The election is the first since a nominally civilian government replaced military rule in 2011 and is widely considered to be a referendum on Myanmar’s reform process.
The international community has much invested in the success of election, but their investment, in both money and political will, is looking increasingly less likely to achieve the desired outcome.
According to Matthew Smith from the rights group Fortify Rights, “Many Western governments are hoping this election will be credible. But now that we know it won’t be, they should resist any temptation to rationalise or explain away the exclusion of Muslims and conflict-affected communities.”
The Rohingya Muslim minority has been barred from voting, alongside other minority groups, in a controversial move that marks them as non-citizens and, as such, takes away their eligibility to vote.
In a news conference in Yangon on Thursday, Aung San Suu Kyi addressed her fears that the election, and its result, could be manipulated by the ruling party. Whilst her opposition party, the National League for Democracy, is expected to make significant gains in the polls, they will need a strong result to gain any power.
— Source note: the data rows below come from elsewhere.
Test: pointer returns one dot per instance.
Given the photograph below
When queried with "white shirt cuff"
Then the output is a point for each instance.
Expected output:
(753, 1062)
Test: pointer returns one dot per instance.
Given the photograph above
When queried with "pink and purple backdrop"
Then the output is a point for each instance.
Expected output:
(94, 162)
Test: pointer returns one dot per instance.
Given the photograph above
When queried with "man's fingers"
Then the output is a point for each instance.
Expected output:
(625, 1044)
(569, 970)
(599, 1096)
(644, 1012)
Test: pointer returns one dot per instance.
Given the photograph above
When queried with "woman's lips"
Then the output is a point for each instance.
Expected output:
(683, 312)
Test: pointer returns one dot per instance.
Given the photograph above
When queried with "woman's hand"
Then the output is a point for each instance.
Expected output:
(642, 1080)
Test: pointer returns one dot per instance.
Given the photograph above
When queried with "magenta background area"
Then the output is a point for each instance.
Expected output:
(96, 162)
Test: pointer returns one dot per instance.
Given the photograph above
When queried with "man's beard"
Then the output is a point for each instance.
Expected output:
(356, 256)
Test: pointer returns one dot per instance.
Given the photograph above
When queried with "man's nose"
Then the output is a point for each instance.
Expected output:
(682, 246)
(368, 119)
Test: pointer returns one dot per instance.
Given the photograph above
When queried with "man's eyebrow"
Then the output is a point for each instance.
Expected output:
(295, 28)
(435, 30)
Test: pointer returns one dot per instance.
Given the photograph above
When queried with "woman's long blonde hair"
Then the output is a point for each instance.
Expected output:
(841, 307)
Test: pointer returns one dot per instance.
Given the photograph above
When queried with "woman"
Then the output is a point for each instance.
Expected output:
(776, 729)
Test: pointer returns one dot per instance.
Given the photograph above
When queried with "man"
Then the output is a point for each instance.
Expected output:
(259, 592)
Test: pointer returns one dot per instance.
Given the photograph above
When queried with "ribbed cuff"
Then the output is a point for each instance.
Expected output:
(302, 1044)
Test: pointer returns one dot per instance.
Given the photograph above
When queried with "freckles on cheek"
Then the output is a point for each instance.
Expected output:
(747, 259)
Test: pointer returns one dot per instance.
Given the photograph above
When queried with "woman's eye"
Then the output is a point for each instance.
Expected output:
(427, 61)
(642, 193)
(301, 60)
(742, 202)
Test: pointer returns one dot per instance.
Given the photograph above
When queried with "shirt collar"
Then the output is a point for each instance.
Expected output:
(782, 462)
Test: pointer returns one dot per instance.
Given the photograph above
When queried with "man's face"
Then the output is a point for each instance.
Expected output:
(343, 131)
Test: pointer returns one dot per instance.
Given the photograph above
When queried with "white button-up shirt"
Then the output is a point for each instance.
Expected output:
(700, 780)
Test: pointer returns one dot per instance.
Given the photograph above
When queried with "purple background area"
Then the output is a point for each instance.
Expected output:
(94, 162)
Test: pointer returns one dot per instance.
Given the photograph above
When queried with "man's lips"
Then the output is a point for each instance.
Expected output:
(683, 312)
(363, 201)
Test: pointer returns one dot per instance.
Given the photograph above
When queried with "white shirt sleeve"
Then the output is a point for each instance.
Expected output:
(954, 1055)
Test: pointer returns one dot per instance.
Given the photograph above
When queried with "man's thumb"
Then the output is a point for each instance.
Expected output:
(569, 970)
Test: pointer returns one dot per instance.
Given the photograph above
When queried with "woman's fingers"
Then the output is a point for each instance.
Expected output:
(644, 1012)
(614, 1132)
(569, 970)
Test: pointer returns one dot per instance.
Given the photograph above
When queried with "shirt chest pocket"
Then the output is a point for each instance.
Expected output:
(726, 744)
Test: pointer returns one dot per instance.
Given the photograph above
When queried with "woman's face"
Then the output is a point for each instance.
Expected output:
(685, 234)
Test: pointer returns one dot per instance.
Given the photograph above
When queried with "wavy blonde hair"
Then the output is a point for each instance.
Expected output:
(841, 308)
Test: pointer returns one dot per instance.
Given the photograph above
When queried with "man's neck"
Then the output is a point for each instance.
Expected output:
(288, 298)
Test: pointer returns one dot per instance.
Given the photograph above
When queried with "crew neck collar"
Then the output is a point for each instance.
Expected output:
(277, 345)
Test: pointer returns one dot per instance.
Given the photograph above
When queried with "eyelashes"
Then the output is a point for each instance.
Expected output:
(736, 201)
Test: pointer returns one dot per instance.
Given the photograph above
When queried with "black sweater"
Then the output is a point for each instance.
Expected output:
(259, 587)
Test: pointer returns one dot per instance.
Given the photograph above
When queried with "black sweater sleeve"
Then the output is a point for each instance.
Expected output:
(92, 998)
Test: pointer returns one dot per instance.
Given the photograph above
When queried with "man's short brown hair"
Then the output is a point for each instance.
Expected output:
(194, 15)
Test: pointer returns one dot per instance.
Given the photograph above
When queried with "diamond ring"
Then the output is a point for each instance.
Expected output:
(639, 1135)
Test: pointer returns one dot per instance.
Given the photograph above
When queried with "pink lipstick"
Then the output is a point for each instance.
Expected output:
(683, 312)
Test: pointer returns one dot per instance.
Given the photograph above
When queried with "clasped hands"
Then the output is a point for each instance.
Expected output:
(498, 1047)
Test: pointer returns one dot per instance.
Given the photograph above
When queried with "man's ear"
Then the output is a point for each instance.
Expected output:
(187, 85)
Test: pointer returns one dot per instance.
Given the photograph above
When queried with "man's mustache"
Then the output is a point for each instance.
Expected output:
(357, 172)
In addition, under the current constitution, Suu Kyi is ineligible to lead the country, regardless of what happens in the election. Her path to the presidency has been blocked by a law that makes her foreign passport-holding children a barrier to holding office.
Ongoing controversy over voter lists, the growing strength of Buddhist Nationalism and the huge number of disenfranchised voters all work together to put the credibility of the election result in serious doubt.
- Pray for Myanmar, for the elections being held today, that they will be as free and fair as possible, for peace on the streets and an acceptance of the result from all parties.
- Pray that political parties will work together for the good of the country, not just their own power and gain.
- Pray for the government to recognise the Rohingya Muslims as citizens of Myanmar, and, as such, reinstate their rights, not only to vote, but to education ,medical care and employment.
- Pray for the spread of the gospel in Myanmar, for the Church to grow, and many to come to know Christ in this needy nation.
1 Timothy 2 vs 1 – 2: “First of all, then, I urge that supplications, prayers, intercessions, and thanksgivings should be made for everyone, for kings and all who are in high positions, so that we may lead a quiet and peaceable life in all godliness and dignity.